Alla produzione di eroina si affiancano altri settori a cui il terrorismo islamico si è affidato per reperire i fondi necessari a condurre le proprie azioni terroristiche, fra cui i principali: economico, commerciale, industria farmaceutica, educazione, comunicazioni, immobiliare, media e ONG.

Parallelamente allo sfruttamento di prodotti economici tradizionali, il terrorismo islamico in realtà sfrutta anche prodotti e reti del tutto illegali che, in molti casi, sono strutturate direttamente da loro, come il contrabbando di petrolio e il traffico di armi, di esseri umani, di antichità e molto altro.

I fondi raccolti poi vengono trasferiti, e i jihadisti non disdegnano qualsiasi metodo per giungere al risultato, utilizzando tanto il trasferimento bancario quanto il traffico di valuta o perfino il trasferimento di criptovaluta.
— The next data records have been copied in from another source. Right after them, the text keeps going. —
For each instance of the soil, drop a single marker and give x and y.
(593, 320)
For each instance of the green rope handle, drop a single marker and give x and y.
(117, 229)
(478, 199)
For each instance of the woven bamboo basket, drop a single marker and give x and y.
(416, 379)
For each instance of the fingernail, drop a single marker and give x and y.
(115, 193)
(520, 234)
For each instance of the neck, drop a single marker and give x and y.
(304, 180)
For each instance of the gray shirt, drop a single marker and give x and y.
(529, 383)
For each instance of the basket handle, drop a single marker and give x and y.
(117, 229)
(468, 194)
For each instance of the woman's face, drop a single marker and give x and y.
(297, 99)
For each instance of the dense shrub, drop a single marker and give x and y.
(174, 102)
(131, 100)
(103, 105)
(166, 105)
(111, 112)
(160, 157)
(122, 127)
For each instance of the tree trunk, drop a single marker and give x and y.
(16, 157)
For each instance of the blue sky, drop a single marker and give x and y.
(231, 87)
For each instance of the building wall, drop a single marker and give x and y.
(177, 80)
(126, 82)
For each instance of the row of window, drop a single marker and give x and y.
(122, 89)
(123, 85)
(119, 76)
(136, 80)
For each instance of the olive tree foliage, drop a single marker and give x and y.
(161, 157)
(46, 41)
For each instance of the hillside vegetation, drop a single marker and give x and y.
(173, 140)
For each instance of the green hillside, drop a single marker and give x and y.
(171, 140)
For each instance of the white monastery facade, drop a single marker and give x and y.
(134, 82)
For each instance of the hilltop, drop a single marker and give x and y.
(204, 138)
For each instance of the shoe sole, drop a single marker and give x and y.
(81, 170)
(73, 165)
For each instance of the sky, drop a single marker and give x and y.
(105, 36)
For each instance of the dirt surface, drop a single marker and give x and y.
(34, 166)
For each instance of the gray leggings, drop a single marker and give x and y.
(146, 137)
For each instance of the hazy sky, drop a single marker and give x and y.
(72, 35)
Sulla base di questi elementi, il paper del nostro esperto di terrorismo islamico Daniele Garofalo, ci mostra come sia necessario, per sconfiggere la piaga della jihad, mettere in pratica una serie di metodi di contrasto che abbracciano a tutto campo aspetti militari, legislativi ed economici.

Colpire il riciclaggio di denaro, i trasferimenti illeciti, sfruttare reti di intelligence e monitoraggio continuo di attività sospette sottrarrebbero i finanziamenti che permettono al terrorismo di continuare le proprie attività.